I didn't want to repeat myself. I explained it on page one of this thread.

Here is what I wrote if you missed it:

Quote: darkoz

As someone with film experience I understand how confusing the roles of different players are on a film set.

Alec Baldwin as producer. The producer is the guy who raises financing. Many producers don't even appear on set. Alec Baldwin wanted this show produced so he could have a plum role and was instrumental in raising the finances

Raising finances is almost never putting up the producers own money. Usually it means convincing the studio to invest. A producer doesn't own the film rights in this situation, the studio does.

As you can see it's not as simple as a store owners responsibility because he created his storefront.

The producer usually hires the Line producer. Line producer is in charge of everyday working on the sets. Scheduling, hires etc and would have been who probably hired the armourer

As noted someone has already copped a plea. That was the assistant director. The assistant director is the "tyrant" on set who screams at everyone to be prepared for each shot. His role is to make everyone be prepared simultaneously which is more difficult than it sounds. From temperamental actors, EFX crew having trouble with props, sound crews that can't get their mikes situated because the camera operator wants a crazy circular shot etc.

The assistant director was in charge of inspecting the prop gun for safety on the set. He apparently didn't check the gun properly and was also in charge during two other misfire incidents on this set so it's understandable he took a plea.

So who hired the assistant director? Usually it's the director and not the producer. Directors strike a repoir with AD's who keep their set running smoothly. And AD(Assistant Director) is the step before Director. Many of today's directors did their own stints as AD so they feel a certain camaraderie.

So who hired the director that hired the assistant director?

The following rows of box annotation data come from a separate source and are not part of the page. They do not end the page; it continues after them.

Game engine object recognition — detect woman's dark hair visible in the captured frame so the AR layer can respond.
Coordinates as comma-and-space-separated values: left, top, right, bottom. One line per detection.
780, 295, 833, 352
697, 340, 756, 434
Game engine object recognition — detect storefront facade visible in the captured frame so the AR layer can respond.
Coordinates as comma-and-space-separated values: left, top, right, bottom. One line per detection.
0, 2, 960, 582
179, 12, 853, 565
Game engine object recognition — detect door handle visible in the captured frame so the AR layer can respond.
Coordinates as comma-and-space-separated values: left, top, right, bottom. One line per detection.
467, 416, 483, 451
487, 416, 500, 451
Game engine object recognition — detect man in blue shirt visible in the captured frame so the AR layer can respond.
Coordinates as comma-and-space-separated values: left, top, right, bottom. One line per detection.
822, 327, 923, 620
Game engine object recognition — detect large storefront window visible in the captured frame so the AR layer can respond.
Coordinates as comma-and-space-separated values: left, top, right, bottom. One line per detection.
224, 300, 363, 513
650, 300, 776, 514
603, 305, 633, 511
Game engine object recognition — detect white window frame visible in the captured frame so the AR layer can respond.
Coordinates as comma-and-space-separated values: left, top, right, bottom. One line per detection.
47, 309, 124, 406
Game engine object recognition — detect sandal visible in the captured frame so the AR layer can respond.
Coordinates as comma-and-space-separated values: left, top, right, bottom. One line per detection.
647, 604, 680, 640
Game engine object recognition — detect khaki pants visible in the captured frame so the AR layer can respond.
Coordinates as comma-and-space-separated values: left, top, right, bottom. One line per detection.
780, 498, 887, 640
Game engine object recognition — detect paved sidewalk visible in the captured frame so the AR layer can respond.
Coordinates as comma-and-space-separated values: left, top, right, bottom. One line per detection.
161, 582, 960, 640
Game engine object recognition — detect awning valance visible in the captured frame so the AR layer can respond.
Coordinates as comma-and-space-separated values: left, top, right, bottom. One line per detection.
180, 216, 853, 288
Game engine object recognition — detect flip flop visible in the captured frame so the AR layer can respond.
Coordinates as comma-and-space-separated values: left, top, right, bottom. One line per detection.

Most likely the studio which would want confidence their money is in good hands

Of course situations may be different in each Production and budget level

But you begin to see why simply pointing the finger at the producer because he sounds like he is in charge of the film is not the simple task it seems
link to original post



To add to that once the studio is behind the project they can still change their minds and pull the financing. That would put the film into turnaround. The producer (in this case Alec Baldwin) has no input into that.

Turnaround is bad. The producer has to shop the film anew to other studios BUT the rights are still with the original studio. If the producer convinces another studio to come onboard then they have to cover the costs already incurred by the initial studios (basically buying the rights at cost as the initial studios isn't going to lose money already invested).

It's a complicated business but definitely saying the producer owns the property and is in charge isn't anywhere near the truth.

Of course there are lots of different scenarios. For example Tyler Perry was so frustrated that he created his own studio and has nearly 100% control over his projects. If this was a Tyler Perry film I actually would be inclined to agree with Bill on the producer responsibility issue.

Finally just to show how complicated the "producer issue" is there are several producers on most films. Alec Baldwin just happens to be the celebrity producer.